BOB’s 1QFY19 was in line on asset quality with Rs 47 bn of slippages but PPOP performance was strong with domestic growth of +20% y-y and in-line core NII/PPOP. We see two key positives in the recent trends for BOB: (1) peaking of credit cycle with SMA 1&2 book at 1.0-1.5% of loans each; (2) payoff from efforts to revamp retail asset origination leading to +40% y-y growth in retail loans and better profitability. We increase our core PPOP estimates by 2-4% and now expect ROEs of 13/14% in FY20F/FY21F. We maintain our TP of Rs 190 (~38% upside), which implies 1.0x adjusted Sep-20F book.
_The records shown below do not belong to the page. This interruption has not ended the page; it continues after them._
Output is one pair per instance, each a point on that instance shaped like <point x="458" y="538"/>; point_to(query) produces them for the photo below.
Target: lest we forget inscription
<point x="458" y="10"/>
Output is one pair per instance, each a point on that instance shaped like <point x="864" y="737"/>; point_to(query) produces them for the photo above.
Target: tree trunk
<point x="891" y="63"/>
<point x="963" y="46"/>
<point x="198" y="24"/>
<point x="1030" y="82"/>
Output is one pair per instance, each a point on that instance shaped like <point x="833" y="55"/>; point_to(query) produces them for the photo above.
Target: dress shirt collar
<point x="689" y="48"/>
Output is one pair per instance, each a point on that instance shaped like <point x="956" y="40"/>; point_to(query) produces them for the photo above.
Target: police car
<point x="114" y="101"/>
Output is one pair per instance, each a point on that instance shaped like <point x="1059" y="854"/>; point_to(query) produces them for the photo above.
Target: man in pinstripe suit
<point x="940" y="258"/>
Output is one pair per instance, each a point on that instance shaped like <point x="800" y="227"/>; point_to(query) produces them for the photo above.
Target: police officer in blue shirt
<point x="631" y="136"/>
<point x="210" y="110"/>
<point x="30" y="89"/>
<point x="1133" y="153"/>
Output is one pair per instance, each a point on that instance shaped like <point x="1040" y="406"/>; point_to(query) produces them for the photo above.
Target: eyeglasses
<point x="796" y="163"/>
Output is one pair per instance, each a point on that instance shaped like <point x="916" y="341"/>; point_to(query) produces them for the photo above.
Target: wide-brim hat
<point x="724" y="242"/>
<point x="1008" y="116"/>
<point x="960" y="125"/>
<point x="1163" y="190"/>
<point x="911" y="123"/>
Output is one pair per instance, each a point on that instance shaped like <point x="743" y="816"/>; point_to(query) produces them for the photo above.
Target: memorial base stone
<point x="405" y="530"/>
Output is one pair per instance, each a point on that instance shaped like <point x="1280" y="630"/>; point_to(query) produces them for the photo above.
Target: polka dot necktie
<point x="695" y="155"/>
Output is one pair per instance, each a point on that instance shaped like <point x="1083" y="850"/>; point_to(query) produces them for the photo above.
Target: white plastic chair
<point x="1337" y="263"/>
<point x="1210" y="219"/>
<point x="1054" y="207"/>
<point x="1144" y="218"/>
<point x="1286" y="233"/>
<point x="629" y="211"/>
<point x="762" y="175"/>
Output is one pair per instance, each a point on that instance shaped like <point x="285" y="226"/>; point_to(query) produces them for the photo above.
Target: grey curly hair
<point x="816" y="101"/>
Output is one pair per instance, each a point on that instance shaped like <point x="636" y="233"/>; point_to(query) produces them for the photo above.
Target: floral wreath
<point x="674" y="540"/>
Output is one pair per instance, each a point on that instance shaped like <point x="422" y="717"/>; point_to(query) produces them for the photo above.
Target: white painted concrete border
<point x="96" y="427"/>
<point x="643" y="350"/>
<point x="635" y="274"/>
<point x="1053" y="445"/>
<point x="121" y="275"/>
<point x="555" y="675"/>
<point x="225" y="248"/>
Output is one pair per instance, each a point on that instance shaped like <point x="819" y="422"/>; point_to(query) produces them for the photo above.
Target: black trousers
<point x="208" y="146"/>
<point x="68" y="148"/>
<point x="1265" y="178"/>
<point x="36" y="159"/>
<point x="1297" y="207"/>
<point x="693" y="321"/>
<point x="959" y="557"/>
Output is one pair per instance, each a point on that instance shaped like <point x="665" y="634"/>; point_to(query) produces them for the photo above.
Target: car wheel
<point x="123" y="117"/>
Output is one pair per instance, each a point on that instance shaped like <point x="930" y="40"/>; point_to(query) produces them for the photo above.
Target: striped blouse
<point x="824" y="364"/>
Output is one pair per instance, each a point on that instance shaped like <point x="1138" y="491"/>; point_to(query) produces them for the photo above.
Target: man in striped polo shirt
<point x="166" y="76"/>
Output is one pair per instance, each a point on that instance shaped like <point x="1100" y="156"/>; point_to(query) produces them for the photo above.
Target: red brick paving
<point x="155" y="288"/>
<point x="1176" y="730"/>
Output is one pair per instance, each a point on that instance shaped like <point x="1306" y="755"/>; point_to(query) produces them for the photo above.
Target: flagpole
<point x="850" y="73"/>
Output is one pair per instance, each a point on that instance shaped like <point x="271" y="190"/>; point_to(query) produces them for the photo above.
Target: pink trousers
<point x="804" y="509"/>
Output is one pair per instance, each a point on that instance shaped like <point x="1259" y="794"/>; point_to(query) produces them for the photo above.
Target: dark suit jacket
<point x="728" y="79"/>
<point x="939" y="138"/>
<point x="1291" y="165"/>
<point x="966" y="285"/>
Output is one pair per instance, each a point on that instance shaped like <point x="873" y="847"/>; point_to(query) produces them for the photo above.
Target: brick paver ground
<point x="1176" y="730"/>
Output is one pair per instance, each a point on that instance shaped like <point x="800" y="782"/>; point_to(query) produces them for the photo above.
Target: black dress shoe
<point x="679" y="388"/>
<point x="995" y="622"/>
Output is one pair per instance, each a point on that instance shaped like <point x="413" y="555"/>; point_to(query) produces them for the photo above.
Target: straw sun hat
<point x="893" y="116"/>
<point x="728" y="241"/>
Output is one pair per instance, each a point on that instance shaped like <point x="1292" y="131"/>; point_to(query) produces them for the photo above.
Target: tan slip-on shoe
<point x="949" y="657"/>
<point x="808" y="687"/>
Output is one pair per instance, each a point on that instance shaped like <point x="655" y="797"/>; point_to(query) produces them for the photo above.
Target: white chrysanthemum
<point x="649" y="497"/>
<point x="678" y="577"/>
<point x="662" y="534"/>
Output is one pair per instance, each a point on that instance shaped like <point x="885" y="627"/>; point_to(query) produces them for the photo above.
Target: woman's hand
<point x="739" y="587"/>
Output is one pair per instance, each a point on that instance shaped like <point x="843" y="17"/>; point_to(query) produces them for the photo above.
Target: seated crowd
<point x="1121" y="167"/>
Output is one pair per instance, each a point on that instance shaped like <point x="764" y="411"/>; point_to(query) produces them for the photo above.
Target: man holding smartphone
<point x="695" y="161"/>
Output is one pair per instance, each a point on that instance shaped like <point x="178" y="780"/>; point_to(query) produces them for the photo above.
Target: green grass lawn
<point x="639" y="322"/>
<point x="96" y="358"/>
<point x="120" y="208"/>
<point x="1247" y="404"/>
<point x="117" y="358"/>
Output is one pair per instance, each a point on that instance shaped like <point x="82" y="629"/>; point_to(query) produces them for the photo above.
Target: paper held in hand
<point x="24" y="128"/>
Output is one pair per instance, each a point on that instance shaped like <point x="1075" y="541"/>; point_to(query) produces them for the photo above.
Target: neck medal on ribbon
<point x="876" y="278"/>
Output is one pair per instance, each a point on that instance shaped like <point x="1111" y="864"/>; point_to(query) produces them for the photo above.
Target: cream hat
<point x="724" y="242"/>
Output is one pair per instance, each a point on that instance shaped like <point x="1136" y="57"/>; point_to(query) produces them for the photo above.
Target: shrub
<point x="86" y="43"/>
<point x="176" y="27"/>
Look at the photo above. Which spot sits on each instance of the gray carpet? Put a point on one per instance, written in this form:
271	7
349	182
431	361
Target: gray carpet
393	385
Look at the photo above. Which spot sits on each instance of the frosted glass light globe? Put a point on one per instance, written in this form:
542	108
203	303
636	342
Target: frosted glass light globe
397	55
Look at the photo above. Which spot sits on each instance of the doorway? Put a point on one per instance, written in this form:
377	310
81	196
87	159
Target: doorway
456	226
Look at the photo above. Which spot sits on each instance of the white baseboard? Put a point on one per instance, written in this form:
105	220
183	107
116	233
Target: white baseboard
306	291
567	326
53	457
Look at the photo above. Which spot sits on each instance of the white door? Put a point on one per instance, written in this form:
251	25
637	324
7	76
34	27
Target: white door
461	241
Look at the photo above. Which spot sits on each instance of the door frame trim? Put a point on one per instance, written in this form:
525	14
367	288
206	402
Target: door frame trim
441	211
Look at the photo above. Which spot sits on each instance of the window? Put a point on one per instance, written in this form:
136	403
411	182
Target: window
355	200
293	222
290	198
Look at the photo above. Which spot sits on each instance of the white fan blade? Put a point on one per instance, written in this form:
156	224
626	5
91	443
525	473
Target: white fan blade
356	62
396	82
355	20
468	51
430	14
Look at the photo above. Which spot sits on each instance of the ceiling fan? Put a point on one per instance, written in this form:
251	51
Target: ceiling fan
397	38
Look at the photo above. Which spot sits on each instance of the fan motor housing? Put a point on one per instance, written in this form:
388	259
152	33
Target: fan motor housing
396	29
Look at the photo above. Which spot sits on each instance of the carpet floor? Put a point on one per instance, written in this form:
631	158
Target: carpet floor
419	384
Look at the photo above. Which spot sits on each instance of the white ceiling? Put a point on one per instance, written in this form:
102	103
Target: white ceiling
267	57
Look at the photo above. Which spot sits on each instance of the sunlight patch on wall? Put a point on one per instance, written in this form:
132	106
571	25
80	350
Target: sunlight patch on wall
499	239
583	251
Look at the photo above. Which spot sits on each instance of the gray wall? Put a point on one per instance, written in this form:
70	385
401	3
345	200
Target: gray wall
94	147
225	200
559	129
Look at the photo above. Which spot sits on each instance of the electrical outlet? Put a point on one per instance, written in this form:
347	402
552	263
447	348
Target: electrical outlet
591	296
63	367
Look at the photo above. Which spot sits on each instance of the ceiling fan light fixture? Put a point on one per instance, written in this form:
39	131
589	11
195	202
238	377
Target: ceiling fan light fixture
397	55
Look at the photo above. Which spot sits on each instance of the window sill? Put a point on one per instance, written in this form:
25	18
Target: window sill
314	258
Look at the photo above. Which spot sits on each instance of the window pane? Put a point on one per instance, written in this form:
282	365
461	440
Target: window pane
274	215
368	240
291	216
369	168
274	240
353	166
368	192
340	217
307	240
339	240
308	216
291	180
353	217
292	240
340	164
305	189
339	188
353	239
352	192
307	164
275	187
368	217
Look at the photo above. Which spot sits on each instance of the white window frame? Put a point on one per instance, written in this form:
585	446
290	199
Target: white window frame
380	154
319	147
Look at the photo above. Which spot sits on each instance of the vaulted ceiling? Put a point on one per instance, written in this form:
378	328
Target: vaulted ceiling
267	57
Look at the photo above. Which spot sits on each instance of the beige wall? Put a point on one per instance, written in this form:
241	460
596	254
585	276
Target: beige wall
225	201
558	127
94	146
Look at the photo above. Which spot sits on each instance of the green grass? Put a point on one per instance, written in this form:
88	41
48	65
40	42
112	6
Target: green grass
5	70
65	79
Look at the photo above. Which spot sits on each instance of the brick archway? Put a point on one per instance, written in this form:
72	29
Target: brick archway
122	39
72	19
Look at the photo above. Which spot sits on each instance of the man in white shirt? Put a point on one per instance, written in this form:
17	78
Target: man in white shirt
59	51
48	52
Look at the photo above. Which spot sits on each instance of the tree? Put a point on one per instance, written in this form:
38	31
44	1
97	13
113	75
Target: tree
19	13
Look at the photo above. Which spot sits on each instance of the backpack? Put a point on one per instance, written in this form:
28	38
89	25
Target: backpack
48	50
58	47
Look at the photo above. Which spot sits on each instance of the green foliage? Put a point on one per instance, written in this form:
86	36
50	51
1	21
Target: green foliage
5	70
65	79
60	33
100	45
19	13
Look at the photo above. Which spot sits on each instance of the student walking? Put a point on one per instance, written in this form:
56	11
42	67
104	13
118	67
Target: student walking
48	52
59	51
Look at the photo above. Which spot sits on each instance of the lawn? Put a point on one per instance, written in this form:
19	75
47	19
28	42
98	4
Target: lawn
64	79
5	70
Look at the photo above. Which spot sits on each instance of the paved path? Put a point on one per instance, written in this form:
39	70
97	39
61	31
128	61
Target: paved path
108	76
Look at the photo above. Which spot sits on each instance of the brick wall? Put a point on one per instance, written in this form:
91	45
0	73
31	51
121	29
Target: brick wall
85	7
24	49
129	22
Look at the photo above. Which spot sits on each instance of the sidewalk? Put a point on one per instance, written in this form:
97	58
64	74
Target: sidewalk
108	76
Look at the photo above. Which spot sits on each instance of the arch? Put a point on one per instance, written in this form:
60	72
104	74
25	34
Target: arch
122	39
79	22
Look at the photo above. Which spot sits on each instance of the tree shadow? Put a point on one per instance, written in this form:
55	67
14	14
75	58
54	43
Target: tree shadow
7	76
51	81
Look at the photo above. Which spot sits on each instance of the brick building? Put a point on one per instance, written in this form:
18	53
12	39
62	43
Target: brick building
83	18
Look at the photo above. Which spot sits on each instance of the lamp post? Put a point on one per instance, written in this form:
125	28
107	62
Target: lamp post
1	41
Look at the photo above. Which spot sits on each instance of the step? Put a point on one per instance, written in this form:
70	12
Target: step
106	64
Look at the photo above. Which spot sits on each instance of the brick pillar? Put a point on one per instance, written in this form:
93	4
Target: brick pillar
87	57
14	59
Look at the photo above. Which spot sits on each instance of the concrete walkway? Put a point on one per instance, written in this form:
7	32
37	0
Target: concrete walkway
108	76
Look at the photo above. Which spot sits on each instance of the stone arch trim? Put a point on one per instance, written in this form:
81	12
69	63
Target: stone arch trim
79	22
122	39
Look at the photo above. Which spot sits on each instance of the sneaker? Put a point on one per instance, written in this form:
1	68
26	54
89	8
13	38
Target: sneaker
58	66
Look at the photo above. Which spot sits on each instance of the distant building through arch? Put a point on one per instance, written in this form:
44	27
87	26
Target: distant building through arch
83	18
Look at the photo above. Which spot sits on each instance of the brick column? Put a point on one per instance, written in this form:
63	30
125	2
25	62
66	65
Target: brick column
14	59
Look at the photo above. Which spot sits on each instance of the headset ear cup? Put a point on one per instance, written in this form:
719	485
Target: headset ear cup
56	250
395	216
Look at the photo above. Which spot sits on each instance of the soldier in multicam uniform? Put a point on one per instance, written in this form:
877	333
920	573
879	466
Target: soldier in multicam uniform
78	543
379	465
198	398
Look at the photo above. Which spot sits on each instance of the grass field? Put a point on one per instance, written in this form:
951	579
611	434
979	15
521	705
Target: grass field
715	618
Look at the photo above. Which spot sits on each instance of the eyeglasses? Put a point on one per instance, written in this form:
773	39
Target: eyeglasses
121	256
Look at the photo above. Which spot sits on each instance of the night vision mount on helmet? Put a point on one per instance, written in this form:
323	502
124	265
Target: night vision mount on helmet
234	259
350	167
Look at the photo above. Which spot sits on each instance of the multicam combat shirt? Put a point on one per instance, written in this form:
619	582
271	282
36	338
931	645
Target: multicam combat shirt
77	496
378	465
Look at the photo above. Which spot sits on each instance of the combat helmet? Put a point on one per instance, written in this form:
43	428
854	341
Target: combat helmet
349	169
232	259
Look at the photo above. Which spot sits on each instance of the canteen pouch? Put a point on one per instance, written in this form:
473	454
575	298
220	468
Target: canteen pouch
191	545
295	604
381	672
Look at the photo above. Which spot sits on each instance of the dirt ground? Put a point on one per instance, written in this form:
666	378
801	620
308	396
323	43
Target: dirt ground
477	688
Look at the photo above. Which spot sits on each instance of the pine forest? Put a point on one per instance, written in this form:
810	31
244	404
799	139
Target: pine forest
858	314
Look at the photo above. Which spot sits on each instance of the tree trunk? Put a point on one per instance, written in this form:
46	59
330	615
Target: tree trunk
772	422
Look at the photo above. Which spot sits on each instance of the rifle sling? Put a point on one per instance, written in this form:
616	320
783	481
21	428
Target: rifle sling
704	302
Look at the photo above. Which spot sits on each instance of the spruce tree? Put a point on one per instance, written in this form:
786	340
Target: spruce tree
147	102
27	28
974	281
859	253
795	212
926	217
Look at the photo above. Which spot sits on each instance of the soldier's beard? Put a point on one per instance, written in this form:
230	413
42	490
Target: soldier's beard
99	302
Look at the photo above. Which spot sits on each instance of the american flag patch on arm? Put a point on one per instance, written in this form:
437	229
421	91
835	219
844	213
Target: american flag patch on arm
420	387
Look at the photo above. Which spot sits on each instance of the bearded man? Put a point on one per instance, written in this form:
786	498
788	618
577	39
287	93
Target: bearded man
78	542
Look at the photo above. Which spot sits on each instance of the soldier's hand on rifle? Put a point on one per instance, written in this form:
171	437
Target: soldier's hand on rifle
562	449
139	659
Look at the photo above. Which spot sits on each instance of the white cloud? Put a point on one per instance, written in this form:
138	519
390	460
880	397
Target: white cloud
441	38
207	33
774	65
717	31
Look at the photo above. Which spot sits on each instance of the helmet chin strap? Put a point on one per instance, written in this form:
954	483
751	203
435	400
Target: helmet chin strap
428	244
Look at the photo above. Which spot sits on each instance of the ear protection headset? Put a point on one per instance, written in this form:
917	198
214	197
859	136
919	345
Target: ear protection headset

Current multiple of 0.73x Sep-20F book looks reasonable and continuity of CEO should aid multiples materially. Subsidiaries add +10% to the PPOP but we do not value them for now and that could provide additional upside.
Asset quality in line but clearly peaking
BOB had slippages of Rs 47 bn. Fresh slippages were lower at Rs 29 bn and the additional slippages were due to rupee depreciation and non-fund devolvement. While lower slippages were due to slower recognition of the stress book reduction of Rs 18 bn, 85% of the slippages were from the known stress book, while slippages outside of stress book were negligible which is positive. Recoveries of
Rs 26 bn were higher during the quarter, led by NCLT-related resolution which led to no net slippages during the quarter. The watchlist was lower by Rs 15 bn to
Rs 86 bn now (2.0% of loans) and risky non-fund exposure is Rs 28 bn (0.7% of loans). Asset quality risks are peaking, with SMA 1&A book each down to 1.0-1.5% of loans v/s 3-4% of loans last year.
Operational performance very strong
Core PPOP was better than expected by Rs 2 bn mainly due to interest income from NCLT cases which could recur but not in similar proportion. The key positive from 1QFY19 for BOB was the continued pickup in retail originations leading to +40% growth in retail book. Management commented that with their additional distribution focus, better analytics and faster processing they should be able to hold on to current growth trends.
CEO staying or leaving
The changes brought in by top management are reflected now in the numbers; hence continuity should lead to multiple rerating. While the final call rests with the government, the CEO commented that he is unlikely to take up any new banking assignments, if he does not continue at BOB, ending speculation of his becoming CEO at Axis Bank.